As meninas e meninos que participaram do projeto pediam, por meio de suas mensagens, para serem valorizadas na sociedade. Frases como “nos deem informações, que ao longo do tempo podemos ter novas soluções”, “só tem um planeta, não tem outro, por isso precisamos cuidar”, e “é importante sermos ouvidos, porque embora não pareça, o futuro do planeta aterroriza”, estão entre as respostas dos questionários utilizados na elaboração do trabalho, e mostram que meninos e meninas têm interesse nesses temas.

Para a coordenadora da Clínica de Direitos Humanos da PUCPR, Danielle Pamplona, é preciso entender que meninos e meninas têm o mesmo direito de se expressarem que os adultos. “O direito de liberdade de expressão vem acompanhado de outros direitos importantes: de receber informações, de buscar informações, e o direito de compartilhar informações”, explica Danielle.

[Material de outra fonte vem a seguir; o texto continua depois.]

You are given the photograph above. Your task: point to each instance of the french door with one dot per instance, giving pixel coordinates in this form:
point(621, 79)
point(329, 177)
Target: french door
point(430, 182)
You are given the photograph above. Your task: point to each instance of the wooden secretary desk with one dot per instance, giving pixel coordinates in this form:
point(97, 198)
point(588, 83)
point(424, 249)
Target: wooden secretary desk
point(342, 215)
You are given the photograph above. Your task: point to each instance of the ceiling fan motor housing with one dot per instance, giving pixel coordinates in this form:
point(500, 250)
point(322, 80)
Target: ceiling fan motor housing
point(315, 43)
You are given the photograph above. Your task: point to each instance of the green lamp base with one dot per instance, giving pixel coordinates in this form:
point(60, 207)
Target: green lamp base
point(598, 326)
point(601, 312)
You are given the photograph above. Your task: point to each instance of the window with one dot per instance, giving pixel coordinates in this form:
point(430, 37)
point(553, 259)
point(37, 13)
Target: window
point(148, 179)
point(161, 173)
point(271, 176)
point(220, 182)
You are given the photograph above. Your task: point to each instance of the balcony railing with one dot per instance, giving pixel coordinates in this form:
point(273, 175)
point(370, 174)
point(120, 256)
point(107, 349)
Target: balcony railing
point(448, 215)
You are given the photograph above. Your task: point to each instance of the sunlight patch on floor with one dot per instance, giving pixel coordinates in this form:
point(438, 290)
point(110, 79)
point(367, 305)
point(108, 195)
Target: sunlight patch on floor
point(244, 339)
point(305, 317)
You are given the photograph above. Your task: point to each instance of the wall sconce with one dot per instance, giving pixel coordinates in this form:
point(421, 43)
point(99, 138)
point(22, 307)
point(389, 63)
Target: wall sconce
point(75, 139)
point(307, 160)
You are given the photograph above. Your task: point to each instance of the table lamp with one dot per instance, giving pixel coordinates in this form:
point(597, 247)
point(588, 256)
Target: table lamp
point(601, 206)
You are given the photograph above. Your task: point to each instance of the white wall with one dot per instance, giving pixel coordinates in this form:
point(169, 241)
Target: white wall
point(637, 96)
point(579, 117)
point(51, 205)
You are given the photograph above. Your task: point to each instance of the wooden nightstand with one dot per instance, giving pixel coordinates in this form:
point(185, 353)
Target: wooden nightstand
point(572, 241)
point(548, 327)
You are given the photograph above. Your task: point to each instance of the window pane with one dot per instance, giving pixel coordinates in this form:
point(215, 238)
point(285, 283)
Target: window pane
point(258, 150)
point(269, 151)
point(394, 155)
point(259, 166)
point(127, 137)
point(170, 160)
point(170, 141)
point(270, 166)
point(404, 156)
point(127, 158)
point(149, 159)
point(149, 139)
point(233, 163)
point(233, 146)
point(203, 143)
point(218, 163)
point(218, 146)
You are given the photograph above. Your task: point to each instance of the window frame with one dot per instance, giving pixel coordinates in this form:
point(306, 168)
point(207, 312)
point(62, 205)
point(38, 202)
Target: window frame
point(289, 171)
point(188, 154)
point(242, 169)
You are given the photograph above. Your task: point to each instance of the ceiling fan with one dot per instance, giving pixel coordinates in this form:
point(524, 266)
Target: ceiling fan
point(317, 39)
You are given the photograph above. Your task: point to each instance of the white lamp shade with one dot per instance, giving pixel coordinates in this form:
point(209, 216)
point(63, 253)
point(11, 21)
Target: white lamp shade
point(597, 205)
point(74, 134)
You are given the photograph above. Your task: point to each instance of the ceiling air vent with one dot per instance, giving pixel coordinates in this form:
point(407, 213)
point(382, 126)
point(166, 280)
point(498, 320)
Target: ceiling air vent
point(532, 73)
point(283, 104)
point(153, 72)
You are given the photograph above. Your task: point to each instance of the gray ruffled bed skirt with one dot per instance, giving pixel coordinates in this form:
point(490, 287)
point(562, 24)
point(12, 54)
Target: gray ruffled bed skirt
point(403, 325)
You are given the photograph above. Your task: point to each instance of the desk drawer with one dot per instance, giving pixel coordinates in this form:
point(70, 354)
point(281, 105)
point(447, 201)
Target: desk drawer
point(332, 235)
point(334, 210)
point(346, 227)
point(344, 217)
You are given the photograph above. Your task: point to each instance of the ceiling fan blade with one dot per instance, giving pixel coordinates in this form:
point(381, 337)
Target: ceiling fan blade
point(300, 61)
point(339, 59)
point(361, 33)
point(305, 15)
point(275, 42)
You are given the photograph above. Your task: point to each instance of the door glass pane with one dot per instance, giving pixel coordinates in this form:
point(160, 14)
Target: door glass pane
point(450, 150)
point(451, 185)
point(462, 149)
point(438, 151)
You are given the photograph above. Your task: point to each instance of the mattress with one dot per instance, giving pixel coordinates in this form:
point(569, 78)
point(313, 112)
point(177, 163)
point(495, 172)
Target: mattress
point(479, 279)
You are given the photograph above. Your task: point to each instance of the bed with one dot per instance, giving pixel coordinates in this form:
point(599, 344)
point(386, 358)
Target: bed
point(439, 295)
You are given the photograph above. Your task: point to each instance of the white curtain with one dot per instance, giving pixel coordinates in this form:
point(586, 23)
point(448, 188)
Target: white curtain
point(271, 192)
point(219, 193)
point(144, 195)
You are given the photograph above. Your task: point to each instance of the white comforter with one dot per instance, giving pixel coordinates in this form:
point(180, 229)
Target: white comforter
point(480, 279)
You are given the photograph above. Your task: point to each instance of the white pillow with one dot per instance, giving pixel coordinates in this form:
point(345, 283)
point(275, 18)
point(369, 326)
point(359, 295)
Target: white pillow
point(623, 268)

Sob o olhar de quem importa

A campanha “Sob o olhar de quem importa”, criada em 2020, valoriza a participação de meninas e meninos sobre temas que afetam suas vidas. Neste ano, a iniciativa relaciona o ECA com as questões ambientais por meio de vídeos protagonizados por crianças, adolescentes e educadores, considerando suas opiniões a respeito dos desafios e oportunidades para cuidar da casa comum. 

Nos vídeos, oito estudantes Marista entre 10 e 17 anos destacam a importância de preservar o meio ambiente e mostram que entendem a urgência de tratar do assunto. “A gente degrada florestas, tira habitats de animais, perde nossa fonte de sustento, causa muitos problemas de saúde”, diz uma delas. Para outra: “Toda vez que a gente ignora a preservação do meio ambiente, é como se estivéssemos declarando a nossa autoextinção”.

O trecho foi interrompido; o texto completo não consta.